Dallas (TheStreet) -- Once again, pilots at American Airlines’ (AAL) regional carrier are talking with management, hoping to avoid the doomsday scenario in which Envoy becomes largely a ground handling company with a fleet of aging aircraft -- which would make it an unlikely choice for a major airline seeking a regional partner.
In an email to pilots on Tuesday, Bill Sprague, chairman of the Envoy chapter of the Air Line Pilots Association, wrote that chapter leaders had met with the company.
“The company approached us in recent weeks with the desire to construct an acceptable deal,” Sprague wrote. “The negotiating committee presented a proposal based on pilots’ ideas and expectations and we continue to work on ideas and concepts to keep discussions moving forward.
“Core issues still requiring favorable solutions for our pilots include the fleet plan, the nature of any longevity pay step caps and the bankruptcy amendment round credit,” Sprague said. Pilots negotiated a $36 million credit that becomes payable if the carrier meets certain goals.
American emerged from bankruptcy in November 2013 with $40 million in concessions, primarily work rule changes and reduced benefits, at Eagle, now called Envoy. Nine days after emerging, American proposed a new Eagle contract, one that pilots overwhelmingly rejected in a March vote.

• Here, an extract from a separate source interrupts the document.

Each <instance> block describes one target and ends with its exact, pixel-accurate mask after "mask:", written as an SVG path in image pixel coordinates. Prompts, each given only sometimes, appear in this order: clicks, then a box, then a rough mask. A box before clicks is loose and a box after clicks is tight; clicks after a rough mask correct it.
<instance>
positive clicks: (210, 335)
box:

Envoy has the disadvantage that its pilots are relatively highly paid for the regional industry, since they had been at Envoy for a long time, which was not what most envisioned when they joined the carrier. But because American had been shrinking for years, the Envoy pilots stayed put rather than moving on to generally higher paying jobs on bigger aircraft.
On the plus side, at least Envoy has pilots, at a time when regional pilots are hard to find given the low starting pay.
American spokesman Casey Norton said Wednesday, “American would like to place some of its large regional aircraft with Envoy, but the economics of the current contract are not competitive. There were informal discussions with Envoy ALPA to see what could be done to remedy this.
“American must have competitive costs for its regional feed and Envoy’s current economics are higher than those at other regional carriers,” Norton said.
Last week, American Eagle pilots staged a demonstration at New York LaGuardia Airport, The goal “was to inform the public and government officials (that) the 'pilot shortage' is a pay shortage, not a pilot shortage,” said Ray Igou, captain representative to the union’s New York local.